Detecting developments
Investor 007 noted the following occurrences in the bond market last week:

  • The riskiest ABX index of subprime credit-default swaps sank to new record lows, while global corporate credit risk surged to a two-year high.
  • Bear Stearns (NYSE:BSC) said on Tuesday that its two troubled hedge funds were essentially worthless following "unprecedented declines" in the subprime market.
  • Dominion Bond Rating Service lowered the ratings of 94 residential mortgage-backed securities classes, citing increased delinquencies in underlying loans.
  • Standard & Poor's lowered its ratings on 75 synthetic collateralized debt obligations and 32 European CDOs with links to subprime mortgages.
  • The U.S. Treasury reported that foreign purchases of Treasuries declined in May to $21.6 billion, from $376 billion in April. China was a net seller for the second consecutive month. The agency separately said that the subprime market issues do not currently threaten the broader financial system.
  • State-controlled Russian oil firm Rosneft postponed a planned dollar-denominated bond because of market volatility.
  • Massachusetts-based power producer InterGen postponed a $1.975 10-year high-yield offering, originally scheduled for last week, and anticipated to now be sold today.

Companies issuing debt in the public markets included the following:

  • Fannie Mae (NYSE:FNM) sold $2 billion in three-month bills and $1 billion in 30-year bonds;
  • UBS sold $1.25 billion in two-year floating rate notes.

Hot tip
Homebuilder bonds recently overtook papermaker securities to win the dubiously coveted title of "riskiest junk bond issuers." Data from Morgan Stanley (NYSE:MS), as reported by Bloomberg, showed that in the 30 days ended July 6, the spread over Treasuries for homebuilder securities rose 1.07% to 4.53. That surpassed the 4.44% average spread for paper and forest-product makers.

The downgrade of subprime mortgage loans by Moody's and Standard & Poor's highlight concerns that the subprime sector's woes will spread to curtail the entire mortgage finance industry. This fear, in turn, is showing up in homebuilder debt, creating wider spreads.

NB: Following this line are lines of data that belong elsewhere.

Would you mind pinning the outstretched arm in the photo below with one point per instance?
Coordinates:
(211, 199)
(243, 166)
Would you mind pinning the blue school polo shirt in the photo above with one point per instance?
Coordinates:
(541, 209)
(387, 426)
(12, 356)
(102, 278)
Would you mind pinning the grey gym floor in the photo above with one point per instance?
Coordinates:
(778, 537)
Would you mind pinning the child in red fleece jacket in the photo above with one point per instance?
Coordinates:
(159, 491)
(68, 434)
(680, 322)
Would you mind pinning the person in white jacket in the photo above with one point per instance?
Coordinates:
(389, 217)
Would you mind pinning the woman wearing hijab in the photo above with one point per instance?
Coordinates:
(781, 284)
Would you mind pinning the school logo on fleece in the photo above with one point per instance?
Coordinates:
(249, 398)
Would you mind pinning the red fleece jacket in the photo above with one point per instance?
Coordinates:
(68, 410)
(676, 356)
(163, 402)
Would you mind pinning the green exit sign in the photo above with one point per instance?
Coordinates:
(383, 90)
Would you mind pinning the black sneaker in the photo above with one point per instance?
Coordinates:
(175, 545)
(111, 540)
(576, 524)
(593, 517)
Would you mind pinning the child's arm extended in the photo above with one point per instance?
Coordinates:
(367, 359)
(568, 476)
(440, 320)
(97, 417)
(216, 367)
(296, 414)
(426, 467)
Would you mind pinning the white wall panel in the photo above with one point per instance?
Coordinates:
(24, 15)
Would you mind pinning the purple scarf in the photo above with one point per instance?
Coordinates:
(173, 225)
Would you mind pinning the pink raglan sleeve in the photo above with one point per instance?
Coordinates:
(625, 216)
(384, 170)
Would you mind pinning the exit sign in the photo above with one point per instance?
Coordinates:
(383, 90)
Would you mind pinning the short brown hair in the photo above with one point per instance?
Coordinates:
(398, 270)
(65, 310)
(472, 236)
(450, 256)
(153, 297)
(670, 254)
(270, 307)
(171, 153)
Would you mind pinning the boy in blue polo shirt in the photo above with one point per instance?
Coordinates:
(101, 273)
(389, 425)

Credit ratings of firms such as Pulte Homes (NYSE:PHM) and Ryland Group (NYSE:RYL) are hovering just above junk level, where companies such as KB Home (NYSE:KBH) and Beazer Homes (NYSE:BZH) already reside.

Is it time to buy now? Some think the selling of homebuilders' bonds is overdone, citing favorable interest rates, falling home prices, and a strong economy. But a sound portfolio should not be constructed on such speculation. Homebuilders continue to post weak earnings and bleak outlooks. Even Fed Chief Bernanke chimed in last week and acknowledged that the housing market may weaken economic growth. Better to forego some higher yields and feather your nest with more conservative investments.

Fool contributor S.J. Caplan has been an undercover fixed-income aficionado ever since serving in banking and legal capacities covering debt underwriting as well as fixed income derivatives. She owns U.S. Treasuries and shares of the Fidelity Inflation Protected Bond Fund. She prefers her portfolio shaken, not stirred. Fannie Mae is an Inside Value recommendation. The world is not enough for the Fool's disclosure policy.